Rick has lost so much and changed so dramatically since the turn, but one thing that he has never lost is his cop-like vigilance and almost supernatural attention to detail. After they killed all the triage patients who had turned, they were baffled until Rick, without skipping a beat, says that he knew the Saviors put walker blood on their weapons back when he saw it on Lucille in the last episode. All of this fits together but almost too perfectly. It makes you wonder what else could possibly be responsible for such a disaster?

The only person who physically treated all of the wounded (and for the first time) was Siddiq, and when you realize this, that quote about the dangers of not knowing enough begins to take on new meaning.

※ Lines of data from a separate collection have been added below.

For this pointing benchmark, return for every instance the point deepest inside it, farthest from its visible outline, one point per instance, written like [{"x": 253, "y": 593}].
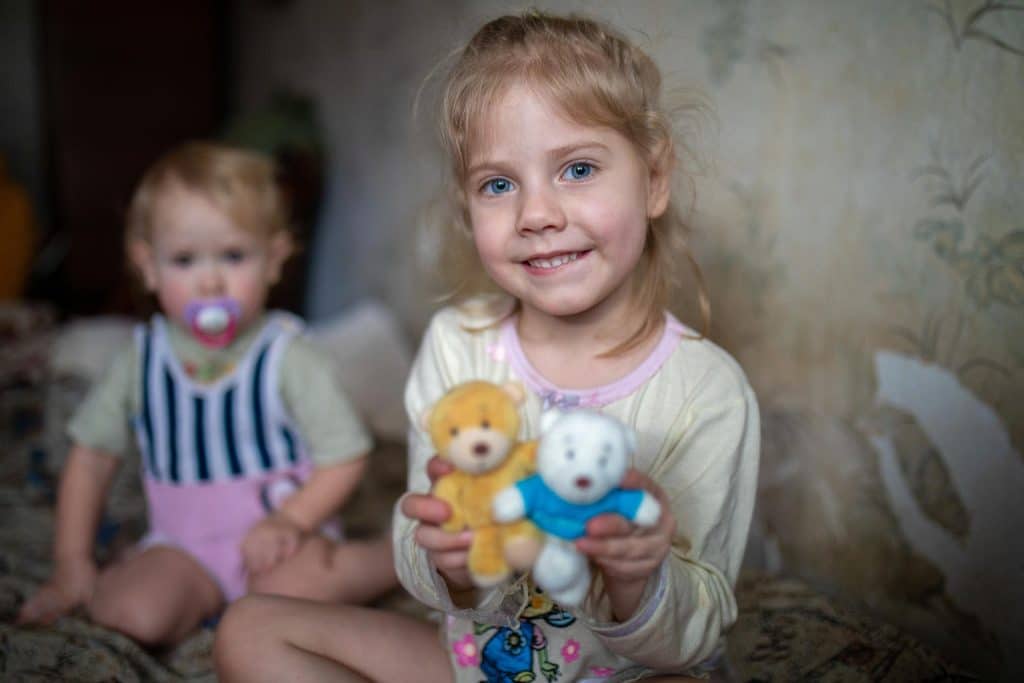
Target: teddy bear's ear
[
  {"x": 630, "y": 436},
  {"x": 515, "y": 391},
  {"x": 549, "y": 418}
]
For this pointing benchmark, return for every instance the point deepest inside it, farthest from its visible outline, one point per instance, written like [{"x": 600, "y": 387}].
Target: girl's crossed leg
[
  {"x": 157, "y": 597},
  {"x": 272, "y": 638}
]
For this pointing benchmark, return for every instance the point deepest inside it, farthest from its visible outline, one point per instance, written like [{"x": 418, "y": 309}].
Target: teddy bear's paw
[{"x": 573, "y": 595}]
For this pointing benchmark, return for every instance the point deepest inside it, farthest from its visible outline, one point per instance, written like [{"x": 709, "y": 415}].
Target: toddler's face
[
  {"x": 559, "y": 210},
  {"x": 199, "y": 254}
]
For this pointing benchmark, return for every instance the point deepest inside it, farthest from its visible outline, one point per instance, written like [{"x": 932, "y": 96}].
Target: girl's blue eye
[
  {"x": 233, "y": 256},
  {"x": 578, "y": 170},
  {"x": 498, "y": 186}
]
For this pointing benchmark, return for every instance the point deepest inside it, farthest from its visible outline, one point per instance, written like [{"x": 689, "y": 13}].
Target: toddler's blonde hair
[
  {"x": 597, "y": 78},
  {"x": 241, "y": 183}
]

The writers make a point to sprinkle Siddiq throughout the episode as he offers to “treat” everyone’s wounds because he wouldn’t want them to get “infected.” Before everyone goes to sleep that night, one of the treated Hilltop fighters claims that Saddiq did a good job and that he didn’t even feel Saddiq stitching him up — this would suggest that whatever medicines or chemicals he was using were strong. To top everything off, Rick was the only person to refuse his medical care. Maybe Rick was too emotionally distraught to deal with him, perhaps it was his impeccable Sherrif’s intuition, or maybe it was simply luck, but he was the only person injured that we know of who wasn’t touched by Saddiq and his “medicine,” and Rick is still alive. Could Saddiq have accidentally killed or poisoned his patients, proving the other triage worker correct? Or, worse, could he be doing it on purpose — this is the season of treachery and questioned loyalties after all– and as Rick feared in the very first episode of the season, could Saddiq be one of “them”?

Maggie Rhee (The Widow)

Maggie has proven to be a nearly unshakable leader until this episode, and while the darker side of her that comes out is alarming, it is refreshing for her character. Nobody is focused and selfless all the time, even a great leader like Maggie, and the introduction of her inner turmoil and vengeance brings new depth to her. But what does this side of Maggie, once it is finally revealed in the episode, suggest about her entire plan of attack? While it seemed that Saviors were headed to the Hilltop anyway, Maggie went out of her way to further lure them there. She executed a complex, effective, and quite exciting attack, but for what?

Yes, she is protecting her community and now building a new future soon thanks to Georgie, but let’s not forget what Maggie has endured. Her love for Glenn and their familial plans for a future were a virtuous cornerstone of the show. But, while love is the ultimate motivator for characters like Maggie, it can be a motivator of fury and vengeance when that love and hope has been defiled. The final shot of the episode shows Maggie regretfully counting the “cost” of their decision to fight. It is a striking visual tally of graves. There are Glenn and Abraham’s graves with the freshly buried graves of about fifteen Hilltop fighters in rows next to them. Will the freedom and vengeance they are fighting for be worth the price?

With so much action as well as drama in “Do Not Send Us Astray” and with so many characters, it’s hard to tell where the next episode will lead. Hopefully we will learn the fate of Tara, the truth about Dwight, and see what Negan has been brought up to speed on with Jadis. Perhaps Rick will take the time to finish the rest of the quote for which the episode is named and that Siddiq tried to recite to him, one that has been repeated in fragments since episode one. One thing is certain though, the closing episodes are going to be packed full in order to answer all these questions and more. What would you like to see in the coming episode?